Methodology

Any project like this requires certain assumptions and is open to certain errors.

One assumption is that people’s driving has a clear epicenter around the county in which they obtained their license plate. For certain counties, this is very likely to be true; for others it may be harder to discern an epicenter. Denver is an example of a county in which whose residents will travel in all directions more or less equally, but her suburban counties are likely to see a strong “pull” toward the urban center.

Along the same lines, observational bias is likely to be a significant source of error. Bias toward not only urban areas in general but specifically toward gathering places is likely to occur simply because that is a good place to make observations.

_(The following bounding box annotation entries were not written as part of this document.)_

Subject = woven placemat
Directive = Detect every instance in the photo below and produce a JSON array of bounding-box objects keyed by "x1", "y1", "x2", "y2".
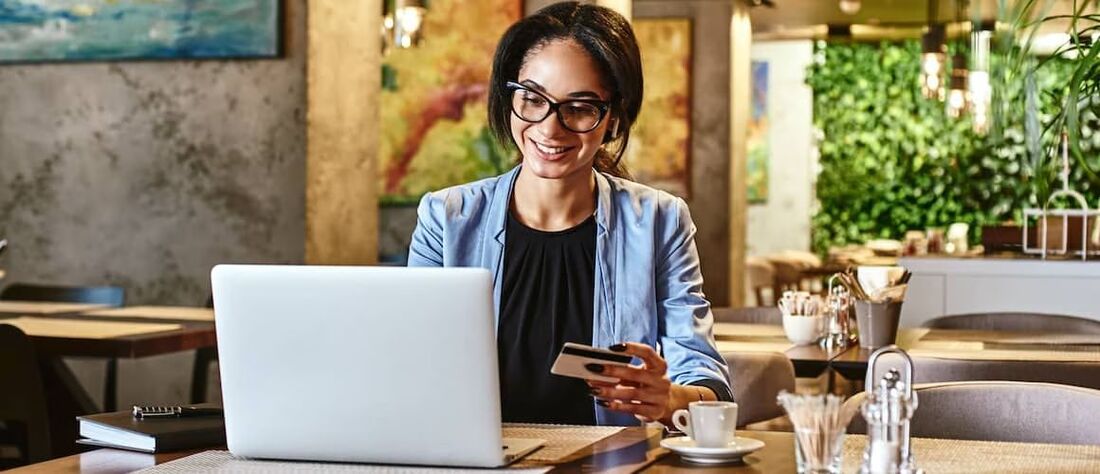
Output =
[{"x1": 844, "y1": 434, "x2": 1100, "y2": 474}]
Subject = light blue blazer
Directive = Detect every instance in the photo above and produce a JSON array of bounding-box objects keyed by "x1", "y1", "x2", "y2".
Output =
[{"x1": 408, "y1": 166, "x2": 729, "y2": 426}]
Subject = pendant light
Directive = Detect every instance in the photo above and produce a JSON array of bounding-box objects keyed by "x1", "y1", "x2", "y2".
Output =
[
  {"x1": 921, "y1": 24, "x2": 947, "y2": 100},
  {"x1": 967, "y1": 30, "x2": 993, "y2": 134},
  {"x1": 382, "y1": 0, "x2": 428, "y2": 51},
  {"x1": 947, "y1": 51, "x2": 970, "y2": 119}
]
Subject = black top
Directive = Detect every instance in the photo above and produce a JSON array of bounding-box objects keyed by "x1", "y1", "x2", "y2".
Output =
[{"x1": 496, "y1": 212, "x2": 596, "y2": 425}]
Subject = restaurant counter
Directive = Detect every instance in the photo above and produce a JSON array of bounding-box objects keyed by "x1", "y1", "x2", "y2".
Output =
[{"x1": 899, "y1": 255, "x2": 1100, "y2": 328}]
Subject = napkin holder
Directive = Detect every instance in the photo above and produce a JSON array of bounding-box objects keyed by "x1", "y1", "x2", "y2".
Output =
[{"x1": 859, "y1": 345, "x2": 923, "y2": 474}]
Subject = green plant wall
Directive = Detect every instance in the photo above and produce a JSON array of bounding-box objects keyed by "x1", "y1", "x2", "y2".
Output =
[{"x1": 806, "y1": 41, "x2": 1100, "y2": 256}]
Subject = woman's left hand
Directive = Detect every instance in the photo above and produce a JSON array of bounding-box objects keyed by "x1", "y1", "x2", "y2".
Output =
[{"x1": 586, "y1": 342, "x2": 673, "y2": 421}]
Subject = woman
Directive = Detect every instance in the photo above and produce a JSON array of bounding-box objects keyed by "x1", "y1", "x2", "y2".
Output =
[{"x1": 409, "y1": 2, "x2": 733, "y2": 425}]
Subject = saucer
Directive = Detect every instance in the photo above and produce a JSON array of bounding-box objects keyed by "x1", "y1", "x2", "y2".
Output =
[{"x1": 661, "y1": 437, "x2": 763, "y2": 464}]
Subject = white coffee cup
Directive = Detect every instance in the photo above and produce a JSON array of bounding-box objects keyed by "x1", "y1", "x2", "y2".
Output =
[{"x1": 672, "y1": 401, "x2": 737, "y2": 448}]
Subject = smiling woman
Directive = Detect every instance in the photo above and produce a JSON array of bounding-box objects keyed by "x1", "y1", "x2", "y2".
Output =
[{"x1": 409, "y1": 2, "x2": 733, "y2": 425}]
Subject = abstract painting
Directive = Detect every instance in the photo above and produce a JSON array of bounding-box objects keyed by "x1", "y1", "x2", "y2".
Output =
[
  {"x1": 380, "y1": 0, "x2": 524, "y2": 205},
  {"x1": 0, "y1": 0, "x2": 281, "y2": 63},
  {"x1": 746, "y1": 60, "x2": 771, "y2": 203},
  {"x1": 623, "y1": 19, "x2": 692, "y2": 199}
]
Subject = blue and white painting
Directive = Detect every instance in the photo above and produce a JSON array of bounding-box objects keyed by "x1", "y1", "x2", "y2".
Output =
[{"x1": 0, "y1": 0, "x2": 281, "y2": 63}]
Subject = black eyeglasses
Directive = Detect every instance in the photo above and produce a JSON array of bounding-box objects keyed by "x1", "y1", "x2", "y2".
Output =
[{"x1": 507, "y1": 81, "x2": 611, "y2": 133}]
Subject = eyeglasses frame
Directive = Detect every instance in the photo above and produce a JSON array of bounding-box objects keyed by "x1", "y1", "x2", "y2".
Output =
[{"x1": 505, "y1": 80, "x2": 612, "y2": 133}]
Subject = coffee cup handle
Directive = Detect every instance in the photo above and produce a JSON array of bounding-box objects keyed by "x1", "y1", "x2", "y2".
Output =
[{"x1": 672, "y1": 409, "x2": 694, "y2": 438}]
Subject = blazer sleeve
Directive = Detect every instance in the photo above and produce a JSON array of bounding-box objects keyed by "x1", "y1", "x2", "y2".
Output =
[
  {"x1": 657, "y1": 198, "x2": 733, "y2": 400},
  {"x1": 408, "y1": 192, "x2": 446, "y2": 266}
]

Outliers will occur. Not everyone remains close to their home county. However, it is relatively rare, for example, to spot a Mesa county plate in Denver.

The possibility of “bad” data from other means is also present

In most cases, a large dataset will improve results. However, it’s unlikely that this application will ever be able to get the quantity of data required to make this more than a fun exercise

I’d also like to address privacy concerns. To a certain extent, this project relies on collecting personal data. However, because only the letter combination (and not the number) is collected, it cannot be construed as personally identifiable information.

This project relies on a few third-party resources. While the original version used Google Maps, this version of the application uses Mapbox and takes advantage of OpenStreetMap data. The open Mapquest API is used for geolocation calls (finding coordinates from an address or intersection, and reverse geocoding the “average” point to acquire county information).